Group Re-Identification: Leveraging and Integrating Multi-Grain Information

Published in ACM Multimedia, 2018

Recommended citation: Hao Xiao, Weiyao Lin, Bin Sheng, Ke Lu, Junchi Yan, Jingdong Wang, Errui Ding, Yihao Zhang, and Hongkai Xiong. 2018. Group Re-Identification: Leveraging and Integrating Multi-Grain Information. In 2018 ACM Multimedia Conference

[Paper], [Slides], [Poster]


This paper addresses an important yet less-studied problem: re-identifying groups of people in different camera views. Group re-identification (Re-ID) is very challenging since it is not only interfered by view-point and human pose variations in the traditional single-object Re-ID tasks, but also suffers from group layout and group member variations. To handle these issues, we propose to leverage the information of multi-grain objects: individual person and subgroups of two and three people inside a group image. We compute multi-grain representations to characterize the appearance and spatial features of multi-grain objects and evaluate the importance weight of each object for group Re-ID, so as to handle the interferences from group dynamics. We compute the optimal group-wise matching by using a multi-order matching process based on the multi-grain representation and importance weights. Furthermore, we dynamically update the importance weights according to the current matching results and then compute a new optimal group-wise matching. The two steps are iteratively conducted, yielding the final matching results. Experimental results on various datasets demonstrate the effectiveness of our approach.
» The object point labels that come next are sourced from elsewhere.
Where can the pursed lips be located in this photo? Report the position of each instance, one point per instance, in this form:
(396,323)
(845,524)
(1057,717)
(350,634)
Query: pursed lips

This figure illustrates the overview of our proposed approach. Given the probe group image captured from one camera, our goal is to find the matched group images from a set of gallery group images captured from another camera. We represent each group image by a set of multi-grain objects, and extract the features for the multi-grain objects. The matching process is an iterative process. We compute the static and dynamic importance weights of multi-grain objects for the probe and gallery images according to the intermediate matching results. Then, we use a multi-order matching algorithm to compute intermediate matching results, which are used to update the dynamic importance weights. We perform the two stages iteratively, and obtain the final matching results.

Multi-grain Representation and Importance Weighting

Figure 1: (a) Illustration of matched-people sets and their distributions in the feature space (The color solid arrows indicate the one-to-one mapping results between individuals. People circled by the same color rectangles in camera B are matched to the same person in A, and belong to the same matched people set). (b) The derived importance weights for multi-grain objects (individuals, 2-people subgroup s, 3-people subgroups) in two group images. Note: the importance weights for some 2-people/3-people subgroups are not displayed in order for a cleaner illustration. (Best viewed in color)

Multi-order Matching

Figure 2: Illustration of multi-order association graph. Left: A cross-view group pair being matched; Right: The multi-order association graph constructed for the group pair.


We perform experiments on three datasets: (1) the public i-LID MCTS dataset which contains 274 group images for 64 groups; (2) our own constructed DukeMTMC Group dataset which includes 177 group image pairs extracted from a 8-camera-view DukeMTMC dataset; (3) our own constructed Road Group dataset which includes 162 group pairs taken from a two-camera crowd road scene. When constructing our own datasets, we automatically detect groups, and randomly select groups with different sizes & variations as the target groups in our dataset. Moreover, we define two cross-view groups as the same group when they have more than 60% members in common.

Figure 3: CMC results of Group Re-ID on different datasets. We compares our approach with the state-of-the-art group re-identification methods on different datasets: CRRRO-BRO, Covariance, PREF, BSC+CM. To further demonstrate the effectiveness of our approach, we also include the results of two state-of-the-art methods designed for single person Re-ID, which utilize patch saliency or a KMFA(Rχ2) distance metric to calculate image-wise similarity (Saliency and Mirror+KMFA). From this table, we can observe that our approach has better results than the existing group Re-ID methods. This demonstrates the effectiveness of our approach.